Ben wyszedł a ja wróciłam do gabinetu. Znów musiałam wrócić do pracy. Przynajmniej Ben poprawił mi humor chociaż czułam że z tą przymiarką to trochę kłamał. Nie chciałam na razie drążyć tego tematu. Może szykuje jakąś niespodziankę o której nie chce mi powiedzieć?

~Mal~

Ostatnie kilka miesięcy było dla mnie cierpieniem. Co kilka dni napadało na mnie masę dziennikarzy i wypytywali o różne rzeczy. Dzisiaj ta sytuacja się powtórzyła. Stałam właśnie przed szkołą a przede mną było wiele dziennikarzy którzy nieustannie zadawali mi pytania.

- U kogo się farbowałaś? - zapytała jedna z dziennikarek.
- Czy twoja matka wciąż jest jaszczurką? - zapytał kolejny.
- Jak się czujesz z tym że twój przyjaciel jest razem z królową?

Ostatnie pytanie w ogóle mną nie ruszyło. Dlaczego? Bo ja i Ben potajemnie jesteśmy razem. Nagle zjawił się mój Romeo który przegnał wszystkich dziennikarzy.

- Cześć. W porządku? - zapytał.
- Tak. Zwłaszcza dzięki tobie.

Gdy nikt nie patrzył Ben pocałował mnie w usta. Objęłam go jedną ręką i oddałam pocałunek.

- Ładny kolor. - powiedział patrząc na moje blond włosy.
- Dzięki. Wszystko dla ciebie.
- Kochana jesteś. To co? Popołudniu idziemy na piknik z moim ulubionym jedzeniem?
- To dopiero w czwartek.
- Dziś jest czwartek.
- Nie żartuj sobie.
- Serio.

Ben pokazał mi datę w telefonie. Rzeczywiście dzisiaj był czwartek.

- Jeśli zapomniałaś to nic nie szkodzi.
- Nie. Nie zapomniałam. Tylko się tak z tobą droczyłam.
- Czyli dzisiaj popołudniu?
- Tak.

Razem z Benem poszliśmy na lekcje. Po wszystkich lekcjach musiałam czym prędzej iść na miejsce gdzie jestem umówiona z Benem i muszę użyć zaklęcia z księgi które wyczaruje masę pysznego jedzenia.

~Ben~

Po lekcjach dostałem wiadomość od Mal że będzie czekać na mnie na miejscu. Poszedłem więc do altanki nad jeziorem gdzie zorganizowała dla mnie piknik. Kiedy już dotarłem zobaczyłem że siedzi przy stole i na mnie czeka. Usiadłem naprzeciw niej i spojrzałem jej w oczy.

- Kiedy znalazłaś na to czas? - zapytałem.
- Nie pytaj. Zajęło mi do długo ale było warto. Jedz już kochany.

Spróbowałem kilka potraw i były niesamowite. Chwilę później Mal starła palcem z moich ust trochę jedzenia. Jak to ja musiałem się ubrudzić.

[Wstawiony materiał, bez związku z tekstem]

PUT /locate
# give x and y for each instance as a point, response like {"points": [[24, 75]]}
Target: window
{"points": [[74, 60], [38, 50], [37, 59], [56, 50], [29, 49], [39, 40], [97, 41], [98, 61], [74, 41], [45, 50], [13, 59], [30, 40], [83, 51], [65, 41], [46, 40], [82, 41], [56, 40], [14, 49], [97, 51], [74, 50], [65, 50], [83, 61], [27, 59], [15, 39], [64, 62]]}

- Masz serwetki? - zapytałem uśmiechając się.
- Gdzieś powinny być.

Wsadziłem rękę do koszyka i poczułem jakąś książkę. Chwilę później poczułem też dłoń Mal która była na mojej dłoni. Wyciągnąłem książkę i okazało się że to księga zaklęć którą sześć miesięcy temu dostała od matki. Otworzyłem na kilku stronach i przeczytałem zaklęcia.

- Szybkie czytanie... Zaklęcie blondynki... Zaklęcie kucharki. A ja cię tak chwalę!
- Ben myślisz że jest mi łatwo!? Sam udajesz kogoś kim naprawdę nie jesteś! Jeszcze pół roku temu byłeś zwykłym chłopakiem z wyspy a teraz!? Książę Ben!?
- Wiem że nie jest ci łatwo! Mi też nie! Znowu te kłamstwa...! Zaklęcia...!

Mal wyrwała mi z ręki książkę i otwarła ją.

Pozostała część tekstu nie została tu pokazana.